Il dolore strazia, forgia, strappa e ricuce.
Scava nella fertilità delle angosce, delle ansie, laddove la condizione si trova ad affrontare enormi difficoltà.
In queste ultime l'essere umano ha da sempre la capacità di offrire il meglio di se, di cogliere nuove opportunità, di partorire la bellezza.
Abbiamo un rapporto stretto con il dolore, una forma di desiderio masochistico che si snoda su sentieri da noi stessi tracciati.
Sviluppiamo teorie di ogni tipo per dare un senso al male che produciamo, per spiegare l'inspiegabile, per negarci e negare quelle vette di felicità che così faticosamente scaliamo. Perché il dolore è un nostro prodotto, una nostra trasposizione, un figlio che cresciamo con cura e attenzioni.
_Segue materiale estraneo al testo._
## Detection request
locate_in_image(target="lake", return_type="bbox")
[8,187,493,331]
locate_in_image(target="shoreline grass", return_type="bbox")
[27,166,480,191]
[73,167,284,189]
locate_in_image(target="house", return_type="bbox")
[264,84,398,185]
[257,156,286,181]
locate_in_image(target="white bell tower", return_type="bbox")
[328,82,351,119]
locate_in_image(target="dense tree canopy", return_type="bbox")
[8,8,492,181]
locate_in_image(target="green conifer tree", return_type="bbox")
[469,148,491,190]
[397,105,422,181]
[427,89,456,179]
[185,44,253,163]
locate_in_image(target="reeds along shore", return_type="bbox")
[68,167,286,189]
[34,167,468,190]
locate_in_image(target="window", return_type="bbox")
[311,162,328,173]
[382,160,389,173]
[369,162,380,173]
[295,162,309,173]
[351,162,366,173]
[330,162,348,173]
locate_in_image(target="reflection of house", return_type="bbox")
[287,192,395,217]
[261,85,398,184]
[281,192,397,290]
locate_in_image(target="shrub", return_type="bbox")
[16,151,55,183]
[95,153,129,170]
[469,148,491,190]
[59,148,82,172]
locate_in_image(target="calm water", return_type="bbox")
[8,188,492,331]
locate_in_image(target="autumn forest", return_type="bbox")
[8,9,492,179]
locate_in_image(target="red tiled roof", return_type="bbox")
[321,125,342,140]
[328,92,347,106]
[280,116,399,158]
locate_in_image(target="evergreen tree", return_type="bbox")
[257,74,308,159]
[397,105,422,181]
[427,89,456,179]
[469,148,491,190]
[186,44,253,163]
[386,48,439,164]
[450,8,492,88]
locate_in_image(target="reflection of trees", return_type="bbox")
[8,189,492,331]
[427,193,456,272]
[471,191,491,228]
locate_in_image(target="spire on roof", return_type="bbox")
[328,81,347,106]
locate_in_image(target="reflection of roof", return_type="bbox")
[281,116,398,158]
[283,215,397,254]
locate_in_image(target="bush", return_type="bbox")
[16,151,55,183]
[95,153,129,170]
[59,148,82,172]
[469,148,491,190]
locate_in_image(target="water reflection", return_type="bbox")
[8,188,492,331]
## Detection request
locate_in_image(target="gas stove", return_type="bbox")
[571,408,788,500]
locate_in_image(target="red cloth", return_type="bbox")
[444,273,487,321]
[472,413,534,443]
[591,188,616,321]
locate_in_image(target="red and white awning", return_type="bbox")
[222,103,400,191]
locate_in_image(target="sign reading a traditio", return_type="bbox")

Gli stili stabiliti nella poetica araba e persiana hanno influenzato linguaggi che hanno prodotto pensieri riconducibili alla vita terrena: nasciamo senza portare nulla, moriamo senza poter portare nulla, ed in mezzo, nell'eterno che si ricongiunge nel breve battito delle ciglia, litighiamo per possedere qualcosa.
Patrimoni che non sono una creazione della vita ma di noi stessi. Plasmiamo passioni, amori, rancori, speranze, crogiolandoci nel vittimismo quando non raggiungiamo il risultato sperato.
Affibbiamo al destino i fallimenti, riversiamo sull'ingiustizia gli errori.
Ma non capiamo che il dolore è il frutto delle nostre scelte. E ancor meno razionalizziamo che ciò che fa male permette di elevarci.
Il dolore va conosciuto, educato, usato. Rendendo possibile la generazione di una stella danzante attraverso il caos che alberga dentro di noi.